Les informations sur l’activité nycthémérale ( c’est-à dire dire sur un cycle de 24h. ndr) de l’almasty sont venues compléter et corroborer celles dont nous disposions sur son appareil visuel : elles s’expliquent les unes par les autres et s’induisent mutuellement. Ces résultats paraissent suffisamment convaincants pour nous permettre quelques réflexions sur l’hominoïde relique. S’il se montre parfaitement habilité à une vie nocturne, il semblerait néanmoins que cette capacité est de nature secondaire et a été imposée par la nécessité d’une adaptation à un mode d’existence qui, initialement, n’était pas celui de l’espèce. En effet, sa rétine n’est pas celle des mammifères menant naturellement une vie entièrement ou partiellement nocturne. Ceux-ci, rappelons-le, ne possèdent ni macula, ni fossettes, privilèges exclusifs de l’homme et des grands singes, espèces essentiellement diurnes ; ils bénéficient, par contre, d’autres structures conférant à leur regard une grande sûreté car tous sont à la recherche de nourriture de dimension parfois minuscules. C’est bien parce que l’hominoïde ne dispose pas d’une rétine d’animal nocturne, mais d’une rétine de type humain, qu’il est obligé de recourir au stratagème compensatoire de la vision décentrée et du balayage, stratagème emprunté par l’homme lui-même en l’absence de lumière. Le passage à l’existence nocturne serait donc récent dans l’histoire de l’espèce.

Possible cliché d’une paire d’yeux luminescents d’un yowie

Partageant avec l’homme les mêmes biotopes, condamnés par là à une coexistence menaçante, les hominoïdes n’auraient-ils pas été contraints, un jour, à basculer dans une autre catégorie temporelle que celle qui leur était naturelle, pour se créer une certaine marge de sécurité contre leur terrifiant cousin ? Sans hasarder des parallèles pouvant s’avérer superficiels, n’est-il pas curieux que les petits primates inférieurs mènent une existence nocturne uniquement dans les régions habitées par des primates supérieurs, restant diurnes s’ils sont dispensés de ce voisinage ?

Christian Emmanuel Hoppius: Anthropomorpha.

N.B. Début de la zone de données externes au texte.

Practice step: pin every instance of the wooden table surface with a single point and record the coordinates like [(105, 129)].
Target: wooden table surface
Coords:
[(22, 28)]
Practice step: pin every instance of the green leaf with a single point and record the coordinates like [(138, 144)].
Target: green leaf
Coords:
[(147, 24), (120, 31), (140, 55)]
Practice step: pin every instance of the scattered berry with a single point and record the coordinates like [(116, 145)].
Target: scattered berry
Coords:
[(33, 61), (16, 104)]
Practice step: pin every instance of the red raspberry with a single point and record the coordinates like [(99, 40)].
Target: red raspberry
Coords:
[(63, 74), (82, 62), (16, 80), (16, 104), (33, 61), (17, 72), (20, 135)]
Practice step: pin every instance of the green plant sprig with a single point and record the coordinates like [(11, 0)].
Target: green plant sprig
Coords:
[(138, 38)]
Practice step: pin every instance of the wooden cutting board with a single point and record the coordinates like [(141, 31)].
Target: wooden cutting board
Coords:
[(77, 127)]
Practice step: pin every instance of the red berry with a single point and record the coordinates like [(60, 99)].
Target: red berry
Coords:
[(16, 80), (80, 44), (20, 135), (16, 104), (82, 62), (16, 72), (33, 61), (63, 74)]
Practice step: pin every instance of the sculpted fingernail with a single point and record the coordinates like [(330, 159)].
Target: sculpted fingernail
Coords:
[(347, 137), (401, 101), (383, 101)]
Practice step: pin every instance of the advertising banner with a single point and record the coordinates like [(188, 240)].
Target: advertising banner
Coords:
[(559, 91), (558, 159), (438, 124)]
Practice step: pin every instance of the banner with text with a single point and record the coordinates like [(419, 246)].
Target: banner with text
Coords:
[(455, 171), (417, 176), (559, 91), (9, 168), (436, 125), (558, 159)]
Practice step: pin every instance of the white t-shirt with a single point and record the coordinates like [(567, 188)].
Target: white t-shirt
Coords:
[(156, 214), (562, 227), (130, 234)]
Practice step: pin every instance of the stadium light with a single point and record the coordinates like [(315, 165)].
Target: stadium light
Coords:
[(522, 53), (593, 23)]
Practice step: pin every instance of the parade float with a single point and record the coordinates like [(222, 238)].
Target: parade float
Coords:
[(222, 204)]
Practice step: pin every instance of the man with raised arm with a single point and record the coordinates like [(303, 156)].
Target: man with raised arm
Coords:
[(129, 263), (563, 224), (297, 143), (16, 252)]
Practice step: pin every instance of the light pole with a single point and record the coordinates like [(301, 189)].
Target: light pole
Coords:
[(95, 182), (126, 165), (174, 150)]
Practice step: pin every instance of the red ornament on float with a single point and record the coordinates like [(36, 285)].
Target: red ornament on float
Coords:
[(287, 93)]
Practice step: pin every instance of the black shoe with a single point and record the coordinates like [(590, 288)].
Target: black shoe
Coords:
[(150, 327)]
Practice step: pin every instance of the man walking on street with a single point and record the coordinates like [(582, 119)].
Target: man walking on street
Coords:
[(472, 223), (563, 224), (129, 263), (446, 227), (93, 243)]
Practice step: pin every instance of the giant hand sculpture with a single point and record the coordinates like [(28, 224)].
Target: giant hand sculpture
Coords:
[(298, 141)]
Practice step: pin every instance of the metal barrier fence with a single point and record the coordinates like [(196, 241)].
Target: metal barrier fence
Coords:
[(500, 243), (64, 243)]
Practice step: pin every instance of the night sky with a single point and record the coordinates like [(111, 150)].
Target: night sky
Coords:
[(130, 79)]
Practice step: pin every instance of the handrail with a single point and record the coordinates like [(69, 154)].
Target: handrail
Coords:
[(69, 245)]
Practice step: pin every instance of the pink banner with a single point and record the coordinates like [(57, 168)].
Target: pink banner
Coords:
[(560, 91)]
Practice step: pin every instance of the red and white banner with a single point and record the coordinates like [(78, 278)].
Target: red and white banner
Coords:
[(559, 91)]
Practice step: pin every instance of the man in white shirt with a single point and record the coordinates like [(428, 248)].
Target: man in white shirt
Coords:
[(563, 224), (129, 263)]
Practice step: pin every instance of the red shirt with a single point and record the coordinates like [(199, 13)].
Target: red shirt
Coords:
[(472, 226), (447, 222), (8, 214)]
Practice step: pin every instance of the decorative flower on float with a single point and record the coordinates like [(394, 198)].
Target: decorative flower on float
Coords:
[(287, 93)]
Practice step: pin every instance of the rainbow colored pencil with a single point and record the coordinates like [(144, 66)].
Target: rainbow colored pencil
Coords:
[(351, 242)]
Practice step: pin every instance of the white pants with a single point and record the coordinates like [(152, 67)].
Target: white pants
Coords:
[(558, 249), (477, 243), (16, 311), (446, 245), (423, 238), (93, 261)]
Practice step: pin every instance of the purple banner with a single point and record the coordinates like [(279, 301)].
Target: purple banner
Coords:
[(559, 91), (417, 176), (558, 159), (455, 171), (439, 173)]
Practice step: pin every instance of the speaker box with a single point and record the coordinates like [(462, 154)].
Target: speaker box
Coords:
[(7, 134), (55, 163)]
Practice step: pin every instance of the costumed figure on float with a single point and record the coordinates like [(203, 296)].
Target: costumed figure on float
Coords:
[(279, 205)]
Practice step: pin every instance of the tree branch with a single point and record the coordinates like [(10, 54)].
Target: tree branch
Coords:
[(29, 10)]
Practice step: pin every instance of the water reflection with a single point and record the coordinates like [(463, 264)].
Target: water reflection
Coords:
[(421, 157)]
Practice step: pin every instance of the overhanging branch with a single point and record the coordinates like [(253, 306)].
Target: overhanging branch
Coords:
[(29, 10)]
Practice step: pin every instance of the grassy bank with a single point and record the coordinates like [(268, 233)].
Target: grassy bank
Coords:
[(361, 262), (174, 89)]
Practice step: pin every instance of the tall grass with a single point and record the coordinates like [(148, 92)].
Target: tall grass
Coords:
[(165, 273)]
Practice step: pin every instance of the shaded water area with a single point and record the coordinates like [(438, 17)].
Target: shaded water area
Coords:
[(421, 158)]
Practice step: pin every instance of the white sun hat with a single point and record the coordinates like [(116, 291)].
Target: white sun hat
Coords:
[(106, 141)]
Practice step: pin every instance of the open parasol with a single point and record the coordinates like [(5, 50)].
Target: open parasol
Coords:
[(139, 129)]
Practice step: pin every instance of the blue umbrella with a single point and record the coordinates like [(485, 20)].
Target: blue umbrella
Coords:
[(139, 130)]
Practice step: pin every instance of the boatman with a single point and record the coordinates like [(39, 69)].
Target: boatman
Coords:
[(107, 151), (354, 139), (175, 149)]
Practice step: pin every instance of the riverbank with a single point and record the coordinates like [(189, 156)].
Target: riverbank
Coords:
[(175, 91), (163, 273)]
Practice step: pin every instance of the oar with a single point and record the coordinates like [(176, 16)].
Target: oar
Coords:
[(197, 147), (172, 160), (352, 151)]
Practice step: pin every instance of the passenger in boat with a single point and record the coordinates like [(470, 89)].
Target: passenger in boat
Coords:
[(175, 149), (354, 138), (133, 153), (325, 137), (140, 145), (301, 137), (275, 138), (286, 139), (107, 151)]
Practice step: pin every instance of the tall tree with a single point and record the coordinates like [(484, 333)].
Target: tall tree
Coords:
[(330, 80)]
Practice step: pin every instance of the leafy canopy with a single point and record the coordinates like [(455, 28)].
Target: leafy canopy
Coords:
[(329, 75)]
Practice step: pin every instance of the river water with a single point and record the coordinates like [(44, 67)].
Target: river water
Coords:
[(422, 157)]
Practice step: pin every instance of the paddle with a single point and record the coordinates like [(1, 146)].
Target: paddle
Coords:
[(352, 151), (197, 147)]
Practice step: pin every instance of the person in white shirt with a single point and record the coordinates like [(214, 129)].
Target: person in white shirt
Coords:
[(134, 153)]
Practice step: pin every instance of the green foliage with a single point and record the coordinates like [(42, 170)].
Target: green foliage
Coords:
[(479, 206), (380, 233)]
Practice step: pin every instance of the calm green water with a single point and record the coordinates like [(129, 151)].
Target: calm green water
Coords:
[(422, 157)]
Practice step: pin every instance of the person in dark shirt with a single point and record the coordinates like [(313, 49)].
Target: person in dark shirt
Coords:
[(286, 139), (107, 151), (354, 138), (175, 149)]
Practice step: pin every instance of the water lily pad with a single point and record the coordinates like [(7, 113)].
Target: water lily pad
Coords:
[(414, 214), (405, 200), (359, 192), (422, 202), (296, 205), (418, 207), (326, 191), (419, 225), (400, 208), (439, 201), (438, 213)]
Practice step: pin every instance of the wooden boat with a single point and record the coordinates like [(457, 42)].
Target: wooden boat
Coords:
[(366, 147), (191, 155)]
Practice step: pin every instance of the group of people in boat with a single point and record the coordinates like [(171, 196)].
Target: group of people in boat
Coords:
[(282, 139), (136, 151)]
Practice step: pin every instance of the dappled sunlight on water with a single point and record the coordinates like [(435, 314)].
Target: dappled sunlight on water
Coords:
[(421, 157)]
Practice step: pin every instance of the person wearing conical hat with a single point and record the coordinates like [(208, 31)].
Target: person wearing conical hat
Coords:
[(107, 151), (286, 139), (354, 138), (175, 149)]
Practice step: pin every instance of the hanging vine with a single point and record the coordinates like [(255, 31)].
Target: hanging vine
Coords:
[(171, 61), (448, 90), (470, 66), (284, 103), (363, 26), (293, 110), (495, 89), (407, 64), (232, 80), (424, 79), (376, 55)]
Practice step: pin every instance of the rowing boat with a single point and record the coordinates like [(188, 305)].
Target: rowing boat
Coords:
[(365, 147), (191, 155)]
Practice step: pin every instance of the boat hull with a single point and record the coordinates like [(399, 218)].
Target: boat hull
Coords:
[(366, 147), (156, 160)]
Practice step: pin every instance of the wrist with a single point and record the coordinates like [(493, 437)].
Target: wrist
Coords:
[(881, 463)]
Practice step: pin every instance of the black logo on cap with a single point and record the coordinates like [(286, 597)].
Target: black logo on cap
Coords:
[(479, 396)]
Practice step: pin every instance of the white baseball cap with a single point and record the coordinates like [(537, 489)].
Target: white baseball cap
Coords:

In: Amoenitates Academicae. Band 6, Stockholm, 1763

En guise de conclusion sur son étude de la vision nocturne de l’almasty Marie-Jeanne Koffmann cite une traduction russe du Systema naturae de Linné, publiée en 1760, puis retrouvée par Dmitri Bayanov en 1965 :

Troglodytes Homo nocturnus « Ces fils des ténèbres, qui ont échangé le jour contre la nuit et la nuit contre le jour, me semblent plus proches de nous [ndlr : que les autres anthropoïdes]. Ils sont connus par leur nom depuis les temps de Pline. Ils marchent sur deux jambes, comme nous. Ils se cachent le jour dans les cavernes. La nuit, ils voient distinctement. C’est dans l’obscurité qu’ils assurent leurs besoins, volant aux hommes ce qui leur tombe sous la main. Ils n’ont ni langue propre, ni même parole ».